Usually long before babies can say circle, square or triangle, they have learned to recognize these shapes and can put them in the proper opening in a shape-sorter toy. These toys also teach manual dexterity and, in some cases, colours. Be aware, however, that baby may need many demonstrations and much assistance before mastery of shape sorters is achieved.
Toys that require turning, twisting, pushing, pressing, and pulling encourage children to use their hands in a variety of ways. Many parental demonstrations may be needed before babies are able to handle some of the more complicated manoeuvres, but once mastered, these toys provide hours of concentrated play
(Bath toys for water play)
These teach many concepts, and allow the joy of water play without a mess all over the floor or furniture. The bathtub is also a good place for blowing bubbles - but you'll probably have to do the blowing yourself for a while yet.
(Follow the leader play)
Daddy starts clapping, then mummy. Baby is encouraged to follow suit. Then daddy flaps his arms, and mummy does, too. After a while, baby will follow the leader without prodding, and eventually will be able to take the lead.
(Books, magazines, anything with pictures)
You can't have a live horse, elephant, and lion in your living room - but you can have all of them, and more, visit your home in a book or magazine. Look at and read books with your baby several times durng the day. Each reading session will probably be short, maybe no more than a few minutes, because of your child's limited attention span, but together they will build a firm foundation for later enjoyment of reading.
(Materials for pretend play)
Toy dishes, kitchen equipment, pretend food, play houses, trucks and cars, hats, grown-ups' shoes, sofa cushions - almost anything can be magically transformed in an imaginative toddler's world of make believe. This kind of play develops social skills as well as fine motor co-ordination (putting on and taking off clothing, scrambling eggs or cooking soup), creativity, and imagination.

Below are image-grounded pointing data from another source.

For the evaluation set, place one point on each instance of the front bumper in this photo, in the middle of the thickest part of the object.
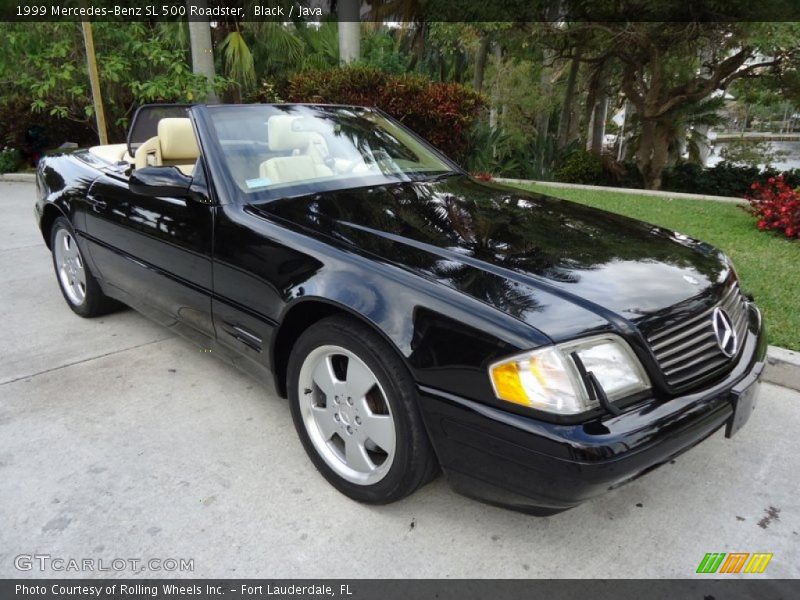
(534, 466)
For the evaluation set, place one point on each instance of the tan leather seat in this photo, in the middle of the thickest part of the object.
(308, 148)
(175, 145)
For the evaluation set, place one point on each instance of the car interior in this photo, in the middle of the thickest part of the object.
(291, 152)
(174, 145)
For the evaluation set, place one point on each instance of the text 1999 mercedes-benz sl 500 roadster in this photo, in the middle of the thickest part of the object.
(538, 351)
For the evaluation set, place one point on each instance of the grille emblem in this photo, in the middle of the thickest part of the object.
(726, 334)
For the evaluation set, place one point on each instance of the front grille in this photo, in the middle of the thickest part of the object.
(688, 351)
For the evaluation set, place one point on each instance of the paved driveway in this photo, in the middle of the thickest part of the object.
(118, 440)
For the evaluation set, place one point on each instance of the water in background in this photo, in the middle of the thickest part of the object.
(783, 163)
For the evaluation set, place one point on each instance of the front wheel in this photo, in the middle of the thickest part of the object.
(354, 407)
(78, 285)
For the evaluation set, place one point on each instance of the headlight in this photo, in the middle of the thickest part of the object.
(549, 379)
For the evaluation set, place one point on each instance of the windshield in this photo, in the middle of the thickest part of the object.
(284, 150)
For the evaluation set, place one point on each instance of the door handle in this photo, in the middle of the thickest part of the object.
(96, 204)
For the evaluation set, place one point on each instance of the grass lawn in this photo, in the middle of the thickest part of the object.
(768, 266)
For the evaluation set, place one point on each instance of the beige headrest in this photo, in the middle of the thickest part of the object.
(281, 136)
(177, 138)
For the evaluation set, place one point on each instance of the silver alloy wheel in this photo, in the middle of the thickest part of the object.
(71, 271)
(346, 415)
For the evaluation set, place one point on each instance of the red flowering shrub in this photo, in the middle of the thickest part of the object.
(442, 113)
(776, 205)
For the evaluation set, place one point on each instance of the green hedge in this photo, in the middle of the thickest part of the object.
(442, 113)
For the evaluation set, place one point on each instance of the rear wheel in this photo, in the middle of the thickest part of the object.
(354, 407)
(78, 286)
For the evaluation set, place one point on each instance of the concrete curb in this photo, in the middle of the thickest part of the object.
(602, 188)
(783, 367)
(18, 177)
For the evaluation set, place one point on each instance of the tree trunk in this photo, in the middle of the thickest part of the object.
(202, 50)
(568, 105)
(653, 151)
(498, 57)
(349, 30)
(480, 63)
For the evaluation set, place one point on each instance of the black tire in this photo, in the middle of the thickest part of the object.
(94, 302)
(414, 462)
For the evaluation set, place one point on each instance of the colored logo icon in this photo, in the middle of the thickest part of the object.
(734, 562)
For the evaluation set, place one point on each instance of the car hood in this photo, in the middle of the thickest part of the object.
(517, 251)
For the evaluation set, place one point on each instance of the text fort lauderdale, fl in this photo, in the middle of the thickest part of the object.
(170, 589)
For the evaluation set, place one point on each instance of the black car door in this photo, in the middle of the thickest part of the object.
(156, 250)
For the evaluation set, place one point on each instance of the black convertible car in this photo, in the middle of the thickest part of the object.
(538, 351)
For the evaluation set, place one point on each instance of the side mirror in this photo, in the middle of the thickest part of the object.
(160, 181)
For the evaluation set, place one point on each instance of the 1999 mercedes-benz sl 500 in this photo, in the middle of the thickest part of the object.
(538, 351)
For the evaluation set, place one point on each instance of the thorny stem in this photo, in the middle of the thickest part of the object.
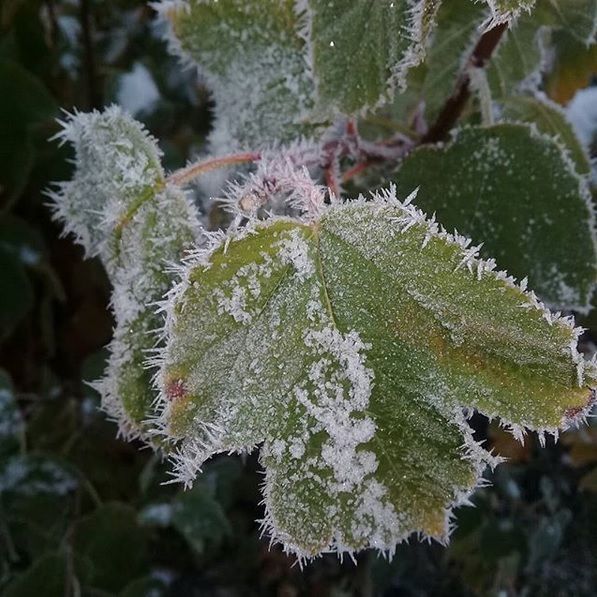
(186, 175)
(457, 101)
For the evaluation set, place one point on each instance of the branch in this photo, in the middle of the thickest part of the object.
(185, 175)
(457, 101)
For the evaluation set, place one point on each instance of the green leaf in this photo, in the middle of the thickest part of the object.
(24, 104)
(113, 545)
(513, 190)
(431, 83)
(120, 207)
(361, 50)
(254, 62)
(551, 120)
(507, 10)
(526, 48)
(37, 496)
(47, 576)
(349, 346)
(572, 68)
(198, 517)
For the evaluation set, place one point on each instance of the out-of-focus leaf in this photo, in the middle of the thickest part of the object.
(11, 421)
(361, 50)
(24, 103)
(348, 345)
(514, 191)
(146, 587)
(47, 576)
(549, 119)
(113, 545)
(574, 65)
(16, 298)
(37, 500)
(431, 83)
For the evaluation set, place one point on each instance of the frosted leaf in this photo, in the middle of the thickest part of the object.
(120, 208)
(350, 346)
(551, 120)
(360, 51)
(507, 10)
(254, 62)
(516, 191)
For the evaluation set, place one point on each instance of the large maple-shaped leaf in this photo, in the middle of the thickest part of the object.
(517, 192)
(351, 346)
(254, 61)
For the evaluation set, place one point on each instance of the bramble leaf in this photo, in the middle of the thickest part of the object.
(551, 120)
(361, 50)
(507, 10)
(253, 60)
(515, 191)
(349, 346)
(120, 208)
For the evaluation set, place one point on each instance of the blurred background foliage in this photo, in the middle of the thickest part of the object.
(83, 513)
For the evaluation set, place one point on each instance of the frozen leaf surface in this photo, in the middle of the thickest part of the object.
(551, 120)
(432, 81)
(506, 10)
(350, 347)
(515, 191)
(254, 61)
(361, 50)
(120, 208)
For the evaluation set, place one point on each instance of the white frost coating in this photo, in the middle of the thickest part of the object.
(278, 186)
(503, 12)
(119, 208)
(332, 391)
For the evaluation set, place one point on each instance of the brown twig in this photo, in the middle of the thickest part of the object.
(457, 101)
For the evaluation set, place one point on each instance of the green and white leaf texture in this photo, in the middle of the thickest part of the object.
(254, 61)
(361, 51)
(120, 208)
(508, 10)
(282, 70)
(517, 191)
(352, 346)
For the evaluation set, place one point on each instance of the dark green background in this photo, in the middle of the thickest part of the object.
(82, 512)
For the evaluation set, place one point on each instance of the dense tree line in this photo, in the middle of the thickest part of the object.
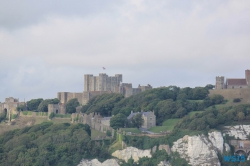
(50, 144)
(167, 102)
(212, 118)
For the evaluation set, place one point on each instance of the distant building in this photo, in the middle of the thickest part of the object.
(102, 84)
(10, 105)
(148, 117)
(233, 83)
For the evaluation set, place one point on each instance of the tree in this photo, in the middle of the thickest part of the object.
(241, 116)
(20, 108)
(137, 120)
(209, 86)
(33, 104)
(118, 121)
(71, 105)
(43, 106)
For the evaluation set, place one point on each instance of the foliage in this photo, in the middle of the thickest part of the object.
(167, 102)
(21, 108)
(137, 120)
(13, 116)
(71, 105)
(118, 121)
(43, 106)
(176, 160)
(27, 112)
(3, 116)
(52, 115)
(33, 104)
(48, 144)
(210, 119)
(63, 115)
(215, 99)
(157, 157)
(144, 142)
(108, 133)
(236, 100)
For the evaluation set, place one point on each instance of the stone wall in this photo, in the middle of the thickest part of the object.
(93, 120)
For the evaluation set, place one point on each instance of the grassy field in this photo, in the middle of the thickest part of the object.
(95, 133)
(199, 101)
(132, 130)
(167, 125)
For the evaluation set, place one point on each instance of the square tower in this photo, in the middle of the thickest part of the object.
(219, 82)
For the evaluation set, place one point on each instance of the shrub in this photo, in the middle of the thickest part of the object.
(236, 100)
(52, 115)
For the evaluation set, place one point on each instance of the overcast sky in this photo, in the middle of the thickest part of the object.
(47, 46)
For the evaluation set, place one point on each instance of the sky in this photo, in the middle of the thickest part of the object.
(47, 46)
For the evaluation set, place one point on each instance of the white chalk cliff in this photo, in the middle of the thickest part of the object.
(239, 131)
(95, 162)
(200, 150)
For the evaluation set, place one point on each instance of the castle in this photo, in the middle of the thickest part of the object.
(149, 119)
(233, 83)
(102, 84)
(9, 106)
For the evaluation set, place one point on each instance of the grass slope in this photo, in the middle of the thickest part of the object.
(166, 126)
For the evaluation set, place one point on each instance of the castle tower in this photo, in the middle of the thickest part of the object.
(219, 82)
(87, 78)
(247, 75)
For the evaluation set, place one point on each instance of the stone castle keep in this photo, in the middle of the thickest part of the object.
(233, 83)
(97, 85)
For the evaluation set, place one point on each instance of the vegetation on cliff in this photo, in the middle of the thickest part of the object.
(50, 144)
(167, 102)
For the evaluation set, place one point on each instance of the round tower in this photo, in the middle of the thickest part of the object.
(219, 82)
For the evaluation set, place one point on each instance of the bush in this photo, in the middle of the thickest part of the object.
(52, 115)
(236, 100)
(108, 133)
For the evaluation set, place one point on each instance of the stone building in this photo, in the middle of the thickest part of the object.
(233, 83)
(102, 84)
(10, 105)
(56, 108)
(148, 118)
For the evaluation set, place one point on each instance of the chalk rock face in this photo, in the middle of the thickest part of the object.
(239, 131)
(197, 150)
(95, 162)
(217, 140)
(129, 152)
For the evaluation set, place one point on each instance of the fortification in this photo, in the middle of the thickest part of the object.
(56, 108)
(98, 85)
(102, 82)
(9, 106)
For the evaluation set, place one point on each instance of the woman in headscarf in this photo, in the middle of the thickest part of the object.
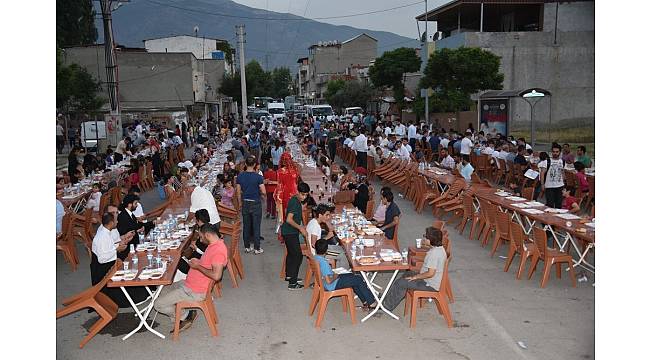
(287, 180)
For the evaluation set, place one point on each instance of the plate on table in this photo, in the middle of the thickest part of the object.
(556, 211)
(341, 270)
(368, 260)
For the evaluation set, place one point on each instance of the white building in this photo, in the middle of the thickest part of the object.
(201, 47)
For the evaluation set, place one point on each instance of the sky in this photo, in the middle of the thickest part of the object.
(399, 21)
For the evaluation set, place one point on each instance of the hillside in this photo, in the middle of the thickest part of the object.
(283, 40)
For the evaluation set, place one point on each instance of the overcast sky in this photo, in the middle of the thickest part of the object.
(399, 21)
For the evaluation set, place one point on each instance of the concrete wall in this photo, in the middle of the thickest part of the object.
(195, 45)
(567, 70)
(573, 16)
(147, 81)
(359, 51)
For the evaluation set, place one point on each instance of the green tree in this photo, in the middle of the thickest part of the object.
(76, 89)
(333, 93)
(75, 23)
(455, 74)
(258, 81)
(281, 79)
(389, 69)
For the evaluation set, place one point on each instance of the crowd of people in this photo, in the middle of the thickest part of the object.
(259, 169)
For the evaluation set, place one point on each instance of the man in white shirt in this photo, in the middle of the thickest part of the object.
(445, 141)
(447, 161)
(466, 144)
(406, 145)
(387, 131)
(400, 129)
(201, 198)
(401, 151)
(412, 134)
(107, 241)
(360, 147)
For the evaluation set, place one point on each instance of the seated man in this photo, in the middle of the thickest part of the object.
(106, 244)
(208, 268)
(94, 198)
(430, 276)
(332, 281)
(198, 247)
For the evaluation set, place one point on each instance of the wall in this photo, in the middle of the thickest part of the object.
(359, 51)
(184, 44)
(147, 81)
(567, 70)
(574, 16)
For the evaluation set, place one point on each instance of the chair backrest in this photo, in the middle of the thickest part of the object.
(517, 236)
(315, 269)
(539, 235)
(528, 193)
(502, 220)
(445, 276)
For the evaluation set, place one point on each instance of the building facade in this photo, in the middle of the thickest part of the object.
(151, 81)
(332, 59)
(542, 44)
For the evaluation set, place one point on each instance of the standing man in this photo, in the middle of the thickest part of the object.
(60, 141)
(201, 198)
(290, 230)
(360, 147)
(466, 144)
(412, 134)
(250, 185)
(552, 177)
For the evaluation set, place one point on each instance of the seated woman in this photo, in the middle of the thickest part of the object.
(361, 195)
(105, 247)
(569, 201)
(581, 177)
(332, 281)
(392, 214)
(430, 276)
(227, 192)
(168, 184)
(319, 228)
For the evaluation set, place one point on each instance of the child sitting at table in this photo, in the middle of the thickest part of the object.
(332, 281)
(569, 201)
(227, 192)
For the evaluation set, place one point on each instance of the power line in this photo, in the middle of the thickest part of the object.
(205, 12)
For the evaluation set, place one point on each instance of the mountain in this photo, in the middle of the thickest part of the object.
(284, 41)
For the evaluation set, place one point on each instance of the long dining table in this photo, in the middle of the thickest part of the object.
(169, 257)
(567, 229)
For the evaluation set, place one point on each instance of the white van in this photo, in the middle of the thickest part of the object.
(276, 110)
(91, 132)
(320, 110)
(350, 112)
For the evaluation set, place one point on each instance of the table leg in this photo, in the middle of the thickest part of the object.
(146, 310)
(379, 300)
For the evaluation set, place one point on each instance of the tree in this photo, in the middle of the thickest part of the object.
(75, 23)
(76, 89)
(333, 93)
(389, 69)
(281, 79)
(455, 74)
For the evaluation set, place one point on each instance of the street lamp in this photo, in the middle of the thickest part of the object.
(532, 97)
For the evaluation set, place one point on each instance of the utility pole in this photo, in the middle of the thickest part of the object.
(111, 71)
(426, 58)
(242, 69)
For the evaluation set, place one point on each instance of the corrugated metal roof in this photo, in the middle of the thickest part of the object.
(433, 14)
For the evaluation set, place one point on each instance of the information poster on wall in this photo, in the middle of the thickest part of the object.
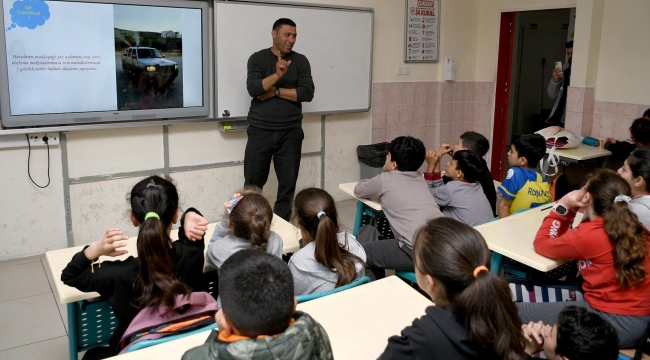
(422, 30)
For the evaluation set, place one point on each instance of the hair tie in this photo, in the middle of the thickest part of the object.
(622, 198)
(479, 269)
(230, 204)
(151, 215)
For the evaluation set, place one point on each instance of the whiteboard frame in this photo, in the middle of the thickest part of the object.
(219, 117)
(406, 23)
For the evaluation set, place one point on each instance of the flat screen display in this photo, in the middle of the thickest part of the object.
(79, 62)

(Space safe for supervised climbing)
Babies love to climb steps (when you're not supervising, a gate is a must), clamber up a slide (stay right behind, just in case), manoeuvre onto a low chair or on and off the bed. Let them - but stand by and be ready to come to the rescue if need be.
(A varied environment)
The baby who sees nothing but the inside of his or her own home, the family car, and the supermarket is going to be a very bored. There's an exciting world outside the door, and your baby should see it daily. Even going out in the rain or snow (barring flooding and blizzard conditions) can be a learning experience. Give your baby a tour of area playgrounds, parks, or other busy areas with lots of people to see.
Cheer your baby on as new skills are mastered. Achievement, while satisfying, often means more when accompanied by recognition.